More than once we've said that we read law review articles so you don't have to. We separate the wheat from the chaff. The wheat is scarce. That is because law review articles usually drown the little bits of objective description of what the cases DO say with enormous chunks of pie-in-the-sky suggestions of what the cases SHOULD say. Such suggestions almost always go nowhere. When they do go somewhere, as in the famous long-ago Fordham Law Review article that advocated market-share liability, they go someplace very bad. Have we mentioned that law review articles, whether written by professors or students, tend to be pro-plaintiff?

But the law review article at issue today, Conners, "Illuminating the Off-label Fable: How Off-label Promotion May Actually Help Patients," 13 Journal of Law, Economics & Policy 91 (Winter 2017), is one you might actually want to read yourself. It is a sane, clear-eyed appraisal of why off-label use of drugs or devices can be necessary, why truthful communication about benefits of off-label use can be necessary, and why current FDA regulation of off-label communications is incoherent and harmful to patients.

The first paragraph of the law review article sets the agenda nicely:

"The current framework of the off-label use of pharmaceuticals is as follows: physicians are free to prescribe off-label as they see fit; the Food and Drug Administration ("FDA") acknowledges the value of off-label use (going so far as to say physicians could have an obligation to prescribe off-label in certain circumstances); but, per FDA policy, drug manufacturers are restricted from sharing truthful and non-misleading information about off-label uses. The scheme, on its face, is inconsistent and, as could be expected, raises significant concerns regarding free speech, consumer protection, and public safety."

The article sets forth –

  • the importance of off-label prescriptions (one out of every five)
  • the FDA's position that "when a manufacturer promotes a drug for a use that has not been approved, the manufacturer is guilty of misbranding and as having an intent to defraud or mislead"
  • the evolving protection of commercial speech promoting pharmaceuticals, from Virginia Board of Pharmacy to Thompson to Sorrell to Caronia to Amarin to Pacira. Courts keep relying on the First Amendment to shut down the FDA's efforts to shut down truthful off-label communications, and the FDA keeps pretending that the court rulings are case-specific and do not affect the FDA's overall policy against off-label promotion.

The article makes the FDA seem either clueless or defiant.

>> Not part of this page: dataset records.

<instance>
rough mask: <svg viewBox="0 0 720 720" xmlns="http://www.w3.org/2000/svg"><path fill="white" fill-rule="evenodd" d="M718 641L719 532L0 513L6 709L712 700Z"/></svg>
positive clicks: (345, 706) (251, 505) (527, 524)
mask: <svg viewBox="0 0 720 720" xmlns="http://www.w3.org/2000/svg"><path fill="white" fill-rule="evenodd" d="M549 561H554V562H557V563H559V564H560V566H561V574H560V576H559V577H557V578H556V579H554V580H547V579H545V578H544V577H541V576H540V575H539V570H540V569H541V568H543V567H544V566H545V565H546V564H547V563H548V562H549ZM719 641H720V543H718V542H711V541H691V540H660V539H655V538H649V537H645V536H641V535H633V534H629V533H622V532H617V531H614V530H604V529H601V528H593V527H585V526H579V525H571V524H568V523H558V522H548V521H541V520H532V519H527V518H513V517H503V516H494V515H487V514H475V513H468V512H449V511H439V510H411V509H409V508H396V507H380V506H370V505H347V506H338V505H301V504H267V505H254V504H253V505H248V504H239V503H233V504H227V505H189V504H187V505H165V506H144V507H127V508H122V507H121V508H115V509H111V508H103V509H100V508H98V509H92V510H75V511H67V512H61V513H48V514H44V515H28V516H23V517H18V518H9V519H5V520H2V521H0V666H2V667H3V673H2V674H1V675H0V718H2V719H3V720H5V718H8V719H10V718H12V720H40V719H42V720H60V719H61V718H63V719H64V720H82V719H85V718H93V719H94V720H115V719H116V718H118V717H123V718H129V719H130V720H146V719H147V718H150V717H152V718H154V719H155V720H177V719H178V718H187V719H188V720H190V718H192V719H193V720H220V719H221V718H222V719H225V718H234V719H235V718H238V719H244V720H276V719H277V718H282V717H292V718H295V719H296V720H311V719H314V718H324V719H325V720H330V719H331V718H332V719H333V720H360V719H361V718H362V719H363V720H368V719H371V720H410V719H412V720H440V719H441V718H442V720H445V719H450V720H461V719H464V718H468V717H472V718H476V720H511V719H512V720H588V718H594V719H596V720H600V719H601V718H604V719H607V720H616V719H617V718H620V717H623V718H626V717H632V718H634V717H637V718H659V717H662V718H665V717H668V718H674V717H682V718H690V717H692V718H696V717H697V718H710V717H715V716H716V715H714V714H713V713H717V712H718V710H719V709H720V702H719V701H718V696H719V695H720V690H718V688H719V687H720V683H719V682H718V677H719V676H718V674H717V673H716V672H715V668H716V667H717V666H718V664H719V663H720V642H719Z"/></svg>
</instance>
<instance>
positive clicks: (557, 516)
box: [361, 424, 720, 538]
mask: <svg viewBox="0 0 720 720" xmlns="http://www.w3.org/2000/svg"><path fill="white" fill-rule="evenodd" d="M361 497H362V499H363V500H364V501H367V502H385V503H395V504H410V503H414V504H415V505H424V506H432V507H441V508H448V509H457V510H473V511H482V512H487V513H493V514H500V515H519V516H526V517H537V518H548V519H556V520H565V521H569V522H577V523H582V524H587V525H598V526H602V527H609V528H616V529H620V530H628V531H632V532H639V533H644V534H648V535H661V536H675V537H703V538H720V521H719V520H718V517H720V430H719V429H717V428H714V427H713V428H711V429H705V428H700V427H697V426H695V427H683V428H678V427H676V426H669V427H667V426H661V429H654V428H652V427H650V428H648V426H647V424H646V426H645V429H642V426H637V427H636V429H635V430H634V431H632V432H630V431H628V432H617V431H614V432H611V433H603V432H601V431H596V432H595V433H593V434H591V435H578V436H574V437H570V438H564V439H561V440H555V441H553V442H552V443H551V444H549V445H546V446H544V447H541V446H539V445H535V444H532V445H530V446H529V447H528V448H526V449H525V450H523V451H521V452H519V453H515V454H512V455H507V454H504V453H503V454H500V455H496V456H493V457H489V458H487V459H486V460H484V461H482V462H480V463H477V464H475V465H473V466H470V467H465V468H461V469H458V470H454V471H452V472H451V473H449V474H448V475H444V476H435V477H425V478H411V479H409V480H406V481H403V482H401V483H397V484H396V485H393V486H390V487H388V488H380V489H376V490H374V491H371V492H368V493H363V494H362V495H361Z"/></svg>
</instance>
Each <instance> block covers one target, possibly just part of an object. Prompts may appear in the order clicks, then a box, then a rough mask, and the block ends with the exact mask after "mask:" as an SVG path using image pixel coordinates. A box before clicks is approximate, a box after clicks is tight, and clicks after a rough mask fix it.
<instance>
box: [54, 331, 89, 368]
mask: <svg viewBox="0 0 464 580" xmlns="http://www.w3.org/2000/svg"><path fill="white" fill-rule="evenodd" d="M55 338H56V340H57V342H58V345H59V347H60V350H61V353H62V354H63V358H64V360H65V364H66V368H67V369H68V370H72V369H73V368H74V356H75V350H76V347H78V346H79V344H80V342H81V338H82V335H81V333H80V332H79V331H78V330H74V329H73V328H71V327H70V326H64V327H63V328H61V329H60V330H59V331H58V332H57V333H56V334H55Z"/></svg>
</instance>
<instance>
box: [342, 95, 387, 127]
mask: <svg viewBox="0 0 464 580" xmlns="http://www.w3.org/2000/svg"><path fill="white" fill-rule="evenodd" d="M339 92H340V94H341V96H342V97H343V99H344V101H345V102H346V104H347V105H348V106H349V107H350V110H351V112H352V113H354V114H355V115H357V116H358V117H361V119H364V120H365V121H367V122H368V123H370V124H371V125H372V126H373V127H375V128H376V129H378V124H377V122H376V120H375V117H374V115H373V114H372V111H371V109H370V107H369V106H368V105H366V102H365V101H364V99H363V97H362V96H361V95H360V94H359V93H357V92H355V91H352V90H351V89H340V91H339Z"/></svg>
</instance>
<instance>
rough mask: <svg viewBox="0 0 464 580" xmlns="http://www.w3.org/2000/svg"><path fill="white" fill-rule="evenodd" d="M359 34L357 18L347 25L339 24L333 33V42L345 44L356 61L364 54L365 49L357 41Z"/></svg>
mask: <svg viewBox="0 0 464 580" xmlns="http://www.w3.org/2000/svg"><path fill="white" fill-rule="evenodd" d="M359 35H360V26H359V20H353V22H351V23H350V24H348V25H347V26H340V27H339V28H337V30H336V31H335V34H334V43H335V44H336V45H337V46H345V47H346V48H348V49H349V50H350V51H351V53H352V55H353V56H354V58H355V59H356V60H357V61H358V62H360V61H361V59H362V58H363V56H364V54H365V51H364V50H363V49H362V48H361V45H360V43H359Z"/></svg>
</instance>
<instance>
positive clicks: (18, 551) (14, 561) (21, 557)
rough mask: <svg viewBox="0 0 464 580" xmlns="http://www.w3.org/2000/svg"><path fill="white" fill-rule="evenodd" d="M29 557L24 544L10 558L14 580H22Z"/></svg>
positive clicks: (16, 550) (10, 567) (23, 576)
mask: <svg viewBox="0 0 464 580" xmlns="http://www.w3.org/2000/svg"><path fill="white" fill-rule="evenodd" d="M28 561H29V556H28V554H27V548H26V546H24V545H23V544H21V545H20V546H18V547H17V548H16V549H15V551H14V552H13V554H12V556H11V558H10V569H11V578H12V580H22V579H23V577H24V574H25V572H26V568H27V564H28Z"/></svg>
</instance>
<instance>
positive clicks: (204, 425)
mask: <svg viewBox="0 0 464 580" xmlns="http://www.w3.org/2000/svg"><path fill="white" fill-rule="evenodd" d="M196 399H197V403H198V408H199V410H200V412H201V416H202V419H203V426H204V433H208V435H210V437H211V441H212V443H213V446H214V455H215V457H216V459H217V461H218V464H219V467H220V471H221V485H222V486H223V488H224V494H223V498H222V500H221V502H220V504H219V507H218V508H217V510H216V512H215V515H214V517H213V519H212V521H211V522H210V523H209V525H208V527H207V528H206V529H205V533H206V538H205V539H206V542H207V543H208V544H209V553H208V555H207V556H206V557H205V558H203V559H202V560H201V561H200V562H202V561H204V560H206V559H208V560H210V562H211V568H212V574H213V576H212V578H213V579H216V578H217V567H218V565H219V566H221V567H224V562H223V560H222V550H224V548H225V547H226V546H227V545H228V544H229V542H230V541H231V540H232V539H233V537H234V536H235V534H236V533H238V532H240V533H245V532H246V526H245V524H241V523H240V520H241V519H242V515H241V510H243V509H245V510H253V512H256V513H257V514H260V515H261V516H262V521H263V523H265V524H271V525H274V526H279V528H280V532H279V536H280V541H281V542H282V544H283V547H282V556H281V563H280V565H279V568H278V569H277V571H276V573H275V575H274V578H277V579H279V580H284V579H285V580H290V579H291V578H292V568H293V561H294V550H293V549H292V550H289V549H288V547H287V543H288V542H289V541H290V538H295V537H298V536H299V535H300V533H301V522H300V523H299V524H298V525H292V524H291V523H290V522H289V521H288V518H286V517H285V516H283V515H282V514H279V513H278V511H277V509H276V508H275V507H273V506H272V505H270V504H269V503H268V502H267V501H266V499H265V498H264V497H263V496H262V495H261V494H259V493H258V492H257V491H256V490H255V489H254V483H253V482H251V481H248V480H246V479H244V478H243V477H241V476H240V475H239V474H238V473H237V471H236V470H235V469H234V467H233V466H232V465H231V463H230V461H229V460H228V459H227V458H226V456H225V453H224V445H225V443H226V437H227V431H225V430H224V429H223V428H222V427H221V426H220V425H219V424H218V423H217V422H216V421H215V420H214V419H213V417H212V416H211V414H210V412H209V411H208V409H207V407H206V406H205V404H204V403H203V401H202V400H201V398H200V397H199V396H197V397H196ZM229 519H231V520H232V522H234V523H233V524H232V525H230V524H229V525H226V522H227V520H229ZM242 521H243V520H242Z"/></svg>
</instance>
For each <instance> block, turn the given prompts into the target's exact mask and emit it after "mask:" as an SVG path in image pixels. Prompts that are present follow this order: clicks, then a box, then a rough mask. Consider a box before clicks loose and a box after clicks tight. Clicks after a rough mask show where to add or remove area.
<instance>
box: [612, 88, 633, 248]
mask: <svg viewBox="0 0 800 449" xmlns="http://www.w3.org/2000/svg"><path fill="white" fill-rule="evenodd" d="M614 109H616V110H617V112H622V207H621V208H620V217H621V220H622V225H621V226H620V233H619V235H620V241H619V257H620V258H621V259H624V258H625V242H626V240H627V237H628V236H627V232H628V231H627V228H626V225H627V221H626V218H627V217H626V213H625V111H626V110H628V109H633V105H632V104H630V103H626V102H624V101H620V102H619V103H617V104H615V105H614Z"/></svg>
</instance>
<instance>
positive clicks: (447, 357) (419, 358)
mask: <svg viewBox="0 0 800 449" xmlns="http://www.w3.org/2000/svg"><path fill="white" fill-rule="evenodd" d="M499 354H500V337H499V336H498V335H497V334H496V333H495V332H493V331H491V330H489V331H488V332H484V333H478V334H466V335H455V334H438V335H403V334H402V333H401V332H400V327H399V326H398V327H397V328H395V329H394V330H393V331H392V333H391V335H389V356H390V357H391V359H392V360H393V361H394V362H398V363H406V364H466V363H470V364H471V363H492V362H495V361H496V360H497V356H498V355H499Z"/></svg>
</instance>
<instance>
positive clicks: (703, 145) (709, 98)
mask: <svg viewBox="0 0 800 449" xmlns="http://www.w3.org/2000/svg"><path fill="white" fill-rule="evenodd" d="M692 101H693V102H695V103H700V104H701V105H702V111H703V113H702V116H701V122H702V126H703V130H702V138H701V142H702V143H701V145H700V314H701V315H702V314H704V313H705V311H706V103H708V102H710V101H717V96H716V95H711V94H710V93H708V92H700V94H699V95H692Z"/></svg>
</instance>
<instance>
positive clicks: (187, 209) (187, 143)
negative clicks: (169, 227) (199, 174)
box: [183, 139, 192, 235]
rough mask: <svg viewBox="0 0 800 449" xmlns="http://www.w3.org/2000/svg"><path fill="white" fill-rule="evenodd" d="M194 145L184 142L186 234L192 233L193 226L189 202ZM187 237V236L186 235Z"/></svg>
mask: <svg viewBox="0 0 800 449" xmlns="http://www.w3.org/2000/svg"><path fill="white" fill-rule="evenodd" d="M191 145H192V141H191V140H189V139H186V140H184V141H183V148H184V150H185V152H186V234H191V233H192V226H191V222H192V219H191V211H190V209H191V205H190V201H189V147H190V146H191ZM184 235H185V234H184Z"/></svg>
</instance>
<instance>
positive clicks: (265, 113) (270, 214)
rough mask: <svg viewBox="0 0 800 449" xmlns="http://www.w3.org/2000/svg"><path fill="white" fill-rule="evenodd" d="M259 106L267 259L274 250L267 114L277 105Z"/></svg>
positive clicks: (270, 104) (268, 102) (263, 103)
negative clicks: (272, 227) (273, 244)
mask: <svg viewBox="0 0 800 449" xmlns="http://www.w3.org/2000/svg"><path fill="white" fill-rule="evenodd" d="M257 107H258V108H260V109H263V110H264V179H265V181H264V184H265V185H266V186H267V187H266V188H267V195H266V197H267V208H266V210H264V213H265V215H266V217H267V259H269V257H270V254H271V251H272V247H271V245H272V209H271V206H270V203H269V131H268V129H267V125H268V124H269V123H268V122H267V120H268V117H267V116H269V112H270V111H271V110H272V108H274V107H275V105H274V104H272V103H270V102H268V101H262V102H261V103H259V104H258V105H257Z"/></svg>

Last week, we discussed a Ninth Circuit case about the intersection of the First Amendment and regulation of alcohol advertising. We wondered whether the court's ruling had any implications for regulation of drug marketing. We also wondered whether the recent SCOTUS decision in Matal, which struck down the anti-disparagement provision in copyright law, had any implications for regulation of off-label communications. We are still wondering. The Conners article does not spend as much time wondering about the future path of first amendment jurisprudence. Instead, it makes the point that the FDA's truculence and incoherence on the issue are bad for patient welfare. Here are the main points:

  • barriers to truthful off-label communications ensure that poorer patients will get less access to life-saving medications.
  • regulatory compliance has been reduced to guesswork
  • uncertainty about the scope of regulation reduces investment in new drug research

The article reminded us of something we learned in our Elements of the Law class taught by Edward Levi at the University of Chicago Law School back in 1982. Levi introduced us to the writings of Jeremy Bentham, the utilitarian philosopher. Bentham favored freedom of expression, abolition of slavery, equal rights for women, and decriminalizing homosexual acts. On the other side of the ledger, he wrote an article mocking the Declaration of Independence, and he called the concept of natural rights "nonsense upon stilts." We studied Bentham in our Elements class because Bentham eloquently made the point that the law needed clear ex ante rules to guide future conduct. Otherwise, all we have is "dog law." When you come home from work and find that Fido has piddled on the kitchen floor, there is a temptation to whack Fido's behind with a rolled up Times, Inquirer, or Picayune. Bad dog! But poor Fido does not put the punishment and offense together. FDA punishment of off-label communications is sort of like that. It is not predictable.

Or maybe we've got the analogy wrong. Maybe it is the FDA that is piddling on the First Amendment.

This article is presented for informational purposes only and is not intended to constitute legal advice.